Which brings me to Do A Powerbomb!, which is a comic book that starts with a tragic accident in the scripted world of pro wrastling, and then dives into another dimension where pro wrastling theatrics are not scripted. To put it briefly, an extra dimensional necromancer spent too much time watching pro wrastling from our reality and thought that it was all absolutely real. This necromancer then established his own gladiatorial spectacular and proceeded to recruit warriors from across the multiversal planes of existence: humans, monsters, robots, cyborgs, uplifted talking animals, wizards, dragons, deities, lizard people, other necromancers, presumably. The prize for victory is the resurrection of a dead person, presumably a loved one, but, in theory, you could bring back anyone who has died: George Washington, Alexander the Great, Jack Kirby, Richard Nixon, Marie Curie, Fred Astaire, Robert Oppenheimer, Ronald Reagan, Malcolm X, Isaac Newton, Benito Mussolini-you get what I'm saying. In the world of Do A Powerbomb! uncomfortable ideological issues are mostly sidestepped in favor of personal melodrama grappling with loss and grief. The combatants in the necromancer's fights are all willing to battle to the death for the prize of bringing a dead loved one back to life. Storm and stress ensue.


You can read the book yourself to see how it plays out in detail. What I liked about Do A Powerbomb! was its look, the color and ferocity of its images, and the rugged'n'raggedy costumes of its hard bitten fighters. Creator Daniel Warren Johnson's affection for his characters comes through in the detail and exuberance of his illustrations. I was less taken with the writing. This is one of those stories with a cosmic premise that collapses down into the dimensions of a high concept B-movie-think Star Wars or Masters of the Universe, as opposed to The Seventh Seal or 2001: A Space Odyssey. I enjoyed it well enough, but it did not totally satisfy me. I do believe that Daniel Warren Johnson created exactly the book that he wanted to make, so the issue for me comes down to a matter of taste as opposed to a failing within the work itself. My mileage did, indeed, vary.

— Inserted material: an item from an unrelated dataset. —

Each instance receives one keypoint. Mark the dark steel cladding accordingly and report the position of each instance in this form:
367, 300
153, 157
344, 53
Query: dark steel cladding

You know, Do A Powerbomb! is the kind of comic book that could exist as it does now, as a seven issue series with a clear cut beginning, middle, and end; or it could go on for many more issues, thousands of more pages. I kept imagining an action-sports-fantasy manga version serialized for a few decades. I think that's the version I want, and so I keep resisting what's actually in my hands. There's just no pleasing me sometimes. It's tragic.